It's fair to say that Greg feels strongly about music. Since he's spent so many years making a living off of his music, it's to be expected that he's got some pretty specific opinions about the industry. I ask him how he feels about MP3s and Napster.

"I'm worried about trends in digital music. Knowing how much time and money I spend making a record...this last one, I flew to Holland three times: writing, rehearsing, producing. If you don't have the backing of a big record label to front the bills, you really have to sell a lot to recoup your costs. I would hope that music fans would realize that, and rather than say 'well, you know, CDs cost too much money,' they should recognize that there's a scale involved. If you go to a nice restaurant and have a meal that's prepared by a great chef and you really enjoy it, you don't complain that pasta sauce isn't that expensive, pasta isn't that expensive, you don't complain 'why am I paying so much for this food?' I've never tried to orient my music specifically so that it would appeal to record companies because I didn't want to change what I was doing artistically just to appeal to a money machine to keep it going. The result is that if I don't sell a lot of records, I can't afford to keep making records. Fortunately, I'm able to do it. But if enough people rely on free MP3s as their music source, then it won't be possible for people like me to keep making records and touring. If people object to the money that record companies are making, maybe they should invest their money in companies that aren't making millions of dollars. Ultimately, if they like the record, they should buy it."

. . .

Greg moved to Charlottesville in 1982, just one year after the opening of Miller's, the popular bar where Dave Matthews Band would eventually get their start, where Tim Reynolds, Michael Sokolowski, John D'earth and even Greg Howard would play week after week, year after year.

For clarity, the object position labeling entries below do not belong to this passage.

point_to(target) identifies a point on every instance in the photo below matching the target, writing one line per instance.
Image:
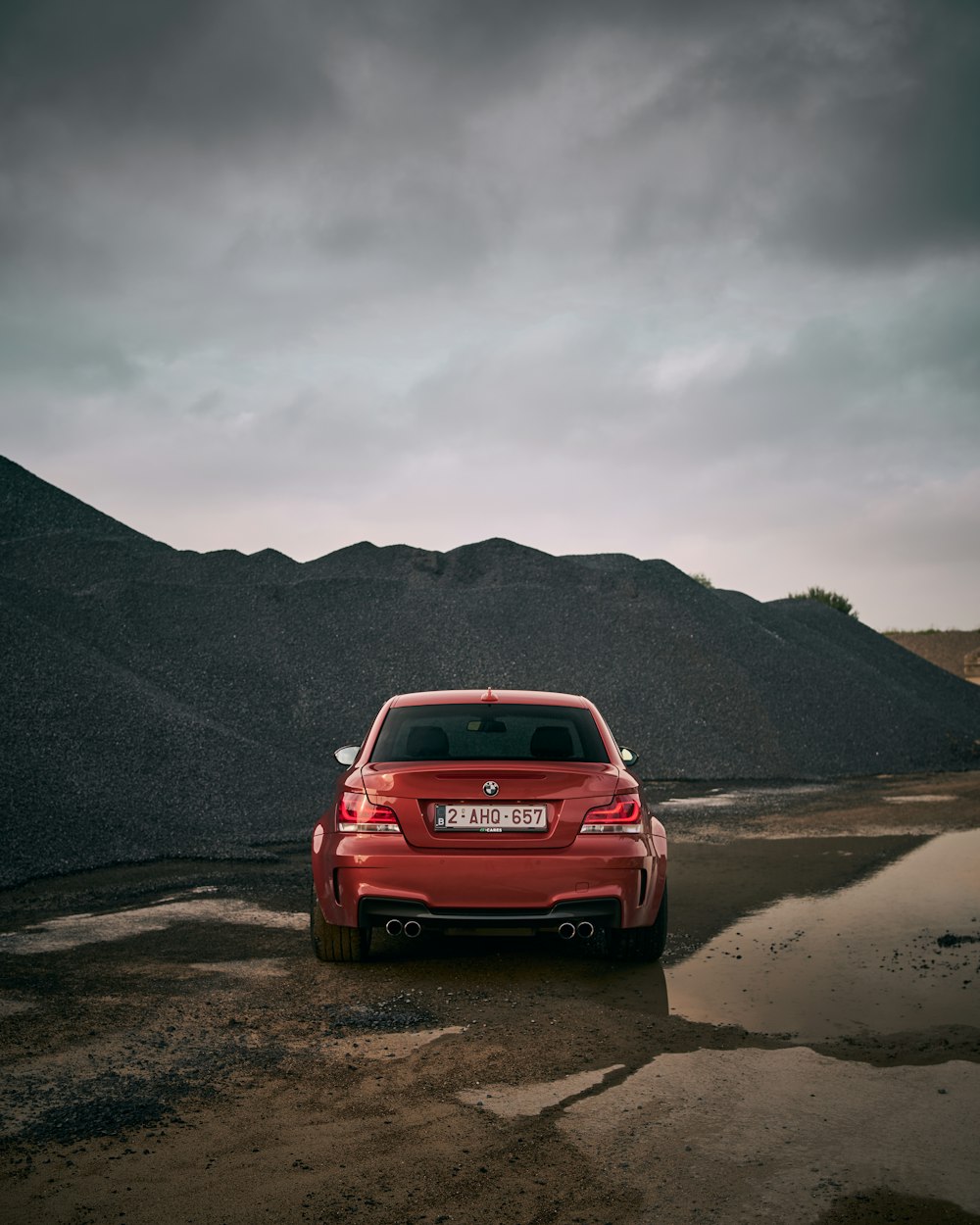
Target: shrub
(834, 599)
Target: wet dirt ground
(808, 1052)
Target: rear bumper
(599, 911)
(368, 880)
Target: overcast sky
(691, 280)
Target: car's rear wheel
(333, 942)
(641, 944)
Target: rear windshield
(484, 731)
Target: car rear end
(491, 809)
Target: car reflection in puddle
(898, 951)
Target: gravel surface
(172, 704)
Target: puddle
(777, 1136)
(919, 799)
(11, 1007)
(762, 798)
(392, 1047)
(870, 956)
(256, 968)
(702, 802)
(509, 1101)
(57, 935)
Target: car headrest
(554, 743)
(427, 741)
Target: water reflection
(870, 956)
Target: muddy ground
(172, 1053)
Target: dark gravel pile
(172, 704)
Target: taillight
(622, 816)
(357, 814)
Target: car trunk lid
(416, 790)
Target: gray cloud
(317, 265)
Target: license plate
(491, 818)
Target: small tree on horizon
(833, 599)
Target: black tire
(641, 944)
(336, 944)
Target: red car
(498, 808)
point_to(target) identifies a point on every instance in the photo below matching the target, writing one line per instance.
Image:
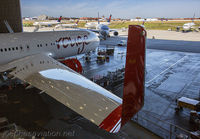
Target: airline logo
(79, 41)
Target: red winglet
(133, 95)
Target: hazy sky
(118, 8)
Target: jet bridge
(10, 16)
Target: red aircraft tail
(134, 81)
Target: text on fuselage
(68, 42)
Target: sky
(118, 8)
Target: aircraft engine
(115, 33)
(74, 64)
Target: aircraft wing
(98, 105)
(94, 30)
(68, 87)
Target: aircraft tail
(193, 18)
(134, 81)
(77, 22)
(98, 18)
(109, 19)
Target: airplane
(104, 31)
(47, 24)
(93, 25)
(67, 25)
(33, 58)
(188, 26)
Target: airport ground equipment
(110, 51)
(189, 103)
(101, 58)
(122, 43)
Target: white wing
(68, 87)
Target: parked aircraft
(94, 25)
(188, 26)
(32, 58)
(67, 25)
(47, 24)
(104, 31)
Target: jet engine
(74, 64)
(115, 33)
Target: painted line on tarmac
(165, 70)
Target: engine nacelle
(115, 33)
(74, 64)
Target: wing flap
(66, 86)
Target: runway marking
(166, 70)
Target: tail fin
(109, 19)
(193, 18)
(98, 18)
(134, 81)
(77, 21)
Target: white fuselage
(57, 44)
(95, 24)
(46, 23)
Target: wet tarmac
(169, 75)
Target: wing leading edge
(98, 105)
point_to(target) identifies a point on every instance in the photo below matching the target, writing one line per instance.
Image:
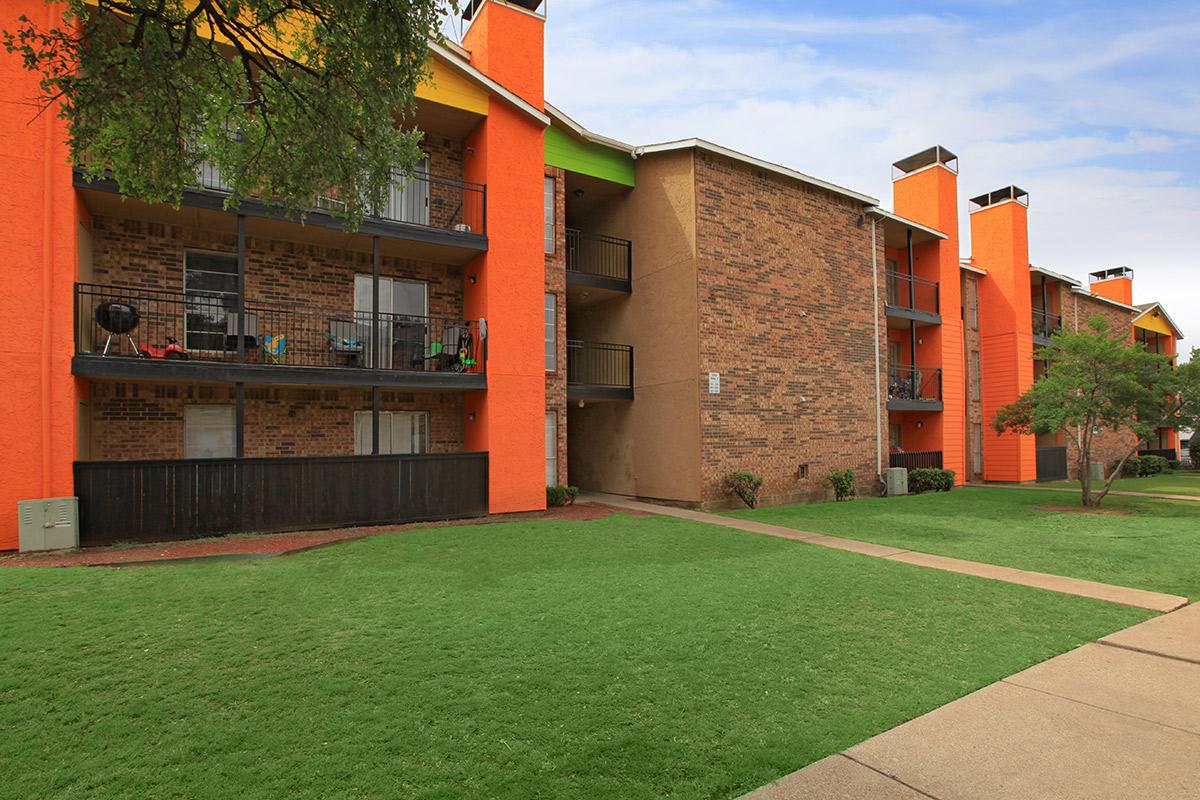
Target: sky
(1092, 108)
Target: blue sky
(1092, 108)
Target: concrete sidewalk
(1116, 719)
(1122, 595)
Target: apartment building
(538, 304)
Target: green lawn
(1179, 482)
(1156, 547)
(627, 657)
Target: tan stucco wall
(649, 447)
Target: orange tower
(1000, 244)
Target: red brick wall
(556, 282)
(145, 421)
(796, 390)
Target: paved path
(1157, 495)
(1123, 595)
(1116, 719)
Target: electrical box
(898, 481)
(51, 524)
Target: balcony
(1045, 325)
(915, 389)
(599, 371)
(156, 335)
(599, 262)
(448, 216)
(912, 300)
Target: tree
(1098, 382)
(288, 98)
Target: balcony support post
(240, 304)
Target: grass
(1157, 546)
(625, 657)
(1185, 481)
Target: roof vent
(1108, 275)
(1000, 196)
(935, 155)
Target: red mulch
(275, 543)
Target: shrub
(925, 479)
(843, 483)
(561, 495)
(1151, 465)
(745, 486)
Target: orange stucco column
(40, 228)
(507, 154)
(931, 197)
(1000, 244)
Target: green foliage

The first band that he ever saw in Charlottesville was The Deal, fronted by Mark Roebuck, who became an early musical advisor to Dave Matthews. The first drummer that he played with was Spencer Lathrop, now owner of CD store Spencer's 206. The first group that he ever ran sound for (and did so for several years) was Tim Reynolds' TR3. Not a bad start.

The 80s were the heyday of Charlottesville music. Cosmology, the band that was the source of the whole scene, had already radically altered the musical landscape of the city, laying the ideal jazz-rock groundwork for Greg's newly-forged style of playing the Chapman Stick.

Things got interesting for Greg in 1986, when he started playing with guitarist Tim Reynolds. The first time they performed together, they were jamming at 4:00 in the morning at the wedding of internationally-known jazz musician John D'earth and his new bride, Dawn Thompson.

"We were pretty awful. I had only been playing the Stick for about a year and a half. Tim, while he's a brilliant musician, hadn't really gotten his chops worked out on drums. Shortly after that, he stopped bringing the drums and started bringing his electric guitar again. That was really fun. One of the most free-form creative periods for me, late '86 until summer of '88. I was really learning the Stick and I was playing regularly with Tim. We just started to make tapes. We would go down to WVTF and do this wild free jam stuff on Jeff Hunt's show. We went to Fort Lee, down in Petersburg, and so we're playing for all these boot camp graduates who are just so happy not to be in boot camp anymore. We could do a whole show and they wouldn't complain."

Greg also performed with John and Dawn, as well as another local musician, Tim O'Kane. They called themselves "The Zone." In 1988, Cosmology reformed, and Greg played Stick in the group. Before long, Cosmology consisted of Tim, Greg, John, Dawn, and Carter Beauford (who is now the drummer for DMB.)

In 1989 he encountered Dave Matthews, who was then tending bar at Miller's. Dave's first performance was with TR3; he sang on Bob Marley's "Exodus" as Greg ran sound for the show.

"[S]hortly after that," Greg says, "John got commissioned by the Miki Liszt Dance Company to write the score for a dance piece she was writing called 'Bypass.' John got Dave to come out and sing this song called 'Meaningful Love' for it that John and Dawn had written. Dave and Dawn came over to my house one time and did a little demo taping there. I guess I just started to get to know Dave a little bit from hanging out at Miller's."

Greg was also working with DMB saxophonist Leroi Moore through their jazz/rock/poetry/fusion group, Code Magenta.

"We started playing together in '89 at Miller's. I was doing a lot of composing in my studio with a lot of different instruments. I would program my drum machine and play keyboard along with it, and the Stick, and make these orchestral sound bits. Because of my work with John and Dawn, it occurred to me that it would be really cool to do a music and poetry kind of thing with Dawn. Maybe she and I would just do something. But we wanted to have a little more than that. So the very first night that we were going to play at Miller's, Leroi came. It was very impromptu. We had never rehearsed or anything. I have a recording of that show. I used to play with headphones on and mix the band from the stage as we were playing. And that's why the tapes sound so good. It was all recorded to two-track. And that's where the album came from. That's all that sounded good...it's not like there was a ton of stuff that I had to choose from. But it worked really well."

Their eponymous album, assembled from various live performances, does work really well. One would never guess that each track was mixed real-time.

. . .

Nervous Charlottesville Democrats and Republicans wander in and out of Mudhouse, looking for a cup of coffee, a brownie, and the latest election news. It's looking good for Gore, but not so good for my man Nader. Early returns show that former Virginia governor George Allen, a Republican, could usurp Democrat Chuck Robb's position in the US Senate. Greg is not surprised by the news. I am terrified by it.